Antworten statt Angstmache
Wer den Wahlkampf verfolgt und wer auf die vergangenen anderthalb Jahre zurückblickt, dem begegnet in der Politik immerfort ein Thema: Angst. Angst vor dem Coronavirus, Angst vor dem Klimawandel, Angst vor Rot-Grün-Rot. Das Muster ist immer dasselbe. Es soll die Menschen zur Disziplin zwingen oder an die Wahlurnen treiben. Natürlich gehören Ängste zum Leben. Und auch in der Geschichte der Politik war das Heraufbeschwören von Ängsten stets Teil der Erlangung von Macht. Nicht zuletzt hat es auf diesem Ticket vor vier Jahren eine neue Partei in den Bundestag geschafft. Mit der Angst vor Migration wurde die AfD beim ersten Parlamentseinzug auf Anhieb die stärkste Oppositionsfraktion.
Das Problem besteht darin, dass Angst einem Gift ähnelt. Sie lähmt, und spaltet. Das gilt beim Klimawandel, beim rot-grün-roten Gespenst oder bei der Migration. Und nichts braucht Deutschland derzeit weniger als Lähmung oder Spaltung. Der Schlüssel zu Veränderungen liegt in einer Demokratie darin, die Mehrheit der Bevölkerung für bestimmte Ziele zu gewinnen. Und das gelingt am besten, indem man Menschen Chancen statt der Apokalypse ausmalt, ihnen Wege zeigt, die eigene Hilflosigkeit zu überwinden und selbst etwas bewegen zu können. Sonst passiert es, dass sich die Angst auf unerwarteten Wegen Bahn bricht. Seltsame Wahlergebnisse sind davon nur eine Spielart.

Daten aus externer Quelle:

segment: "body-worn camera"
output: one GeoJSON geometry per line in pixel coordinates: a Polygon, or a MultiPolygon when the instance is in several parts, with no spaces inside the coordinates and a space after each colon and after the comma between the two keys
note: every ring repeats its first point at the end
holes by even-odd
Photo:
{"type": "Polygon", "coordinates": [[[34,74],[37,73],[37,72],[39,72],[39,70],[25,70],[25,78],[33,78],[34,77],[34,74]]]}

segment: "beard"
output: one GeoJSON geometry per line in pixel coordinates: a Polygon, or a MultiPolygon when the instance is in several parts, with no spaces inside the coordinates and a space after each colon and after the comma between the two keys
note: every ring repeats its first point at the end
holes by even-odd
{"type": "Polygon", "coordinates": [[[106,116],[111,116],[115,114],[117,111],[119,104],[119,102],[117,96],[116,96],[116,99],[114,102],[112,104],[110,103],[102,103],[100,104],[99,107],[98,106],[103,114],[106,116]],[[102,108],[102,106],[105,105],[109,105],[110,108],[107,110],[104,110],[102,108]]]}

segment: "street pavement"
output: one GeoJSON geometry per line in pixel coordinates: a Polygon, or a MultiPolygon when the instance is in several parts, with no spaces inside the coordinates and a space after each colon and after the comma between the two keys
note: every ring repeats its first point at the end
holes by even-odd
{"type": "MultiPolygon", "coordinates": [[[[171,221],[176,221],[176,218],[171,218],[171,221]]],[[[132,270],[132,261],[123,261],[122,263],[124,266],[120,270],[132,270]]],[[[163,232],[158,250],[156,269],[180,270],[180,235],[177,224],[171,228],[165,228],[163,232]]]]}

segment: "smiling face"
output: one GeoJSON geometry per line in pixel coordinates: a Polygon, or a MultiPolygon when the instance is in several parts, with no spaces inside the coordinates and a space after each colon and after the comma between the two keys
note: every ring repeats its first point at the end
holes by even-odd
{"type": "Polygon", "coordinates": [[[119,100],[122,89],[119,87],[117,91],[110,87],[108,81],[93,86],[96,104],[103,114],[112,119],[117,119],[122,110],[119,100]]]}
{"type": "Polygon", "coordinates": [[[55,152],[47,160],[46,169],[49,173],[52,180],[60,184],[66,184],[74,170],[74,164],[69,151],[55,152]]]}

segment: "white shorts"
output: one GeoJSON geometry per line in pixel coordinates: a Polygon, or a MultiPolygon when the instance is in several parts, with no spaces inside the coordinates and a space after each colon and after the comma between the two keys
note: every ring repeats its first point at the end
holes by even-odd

Wenn jetzt also die Studie „Die Ängste der Deutschen“herausgefunden hat, dass die größte Sorge der Menschen hierzulande Wohlstandsverluste sind, dann sollte das die Parteien hellhörig machen. Denn offenbar wird den Menschen klar, dass die großen Ziele der Weltrettung – vor der Pandemie oder vor dem Klimakollaps – letztlich sie in ihrem alltäglichen Leben werden bezahlen müssen, sei es per Steuererhöhung oder durch steigende Preise. Diese Sorgen in eine positive Erzählung zu verwandeln, ist jetzt die Herausforderung. Denn die Menschen erwarten von Politikern Antworten, die Zuversicht vermitteln. Ängste haben sie selbst schon genug.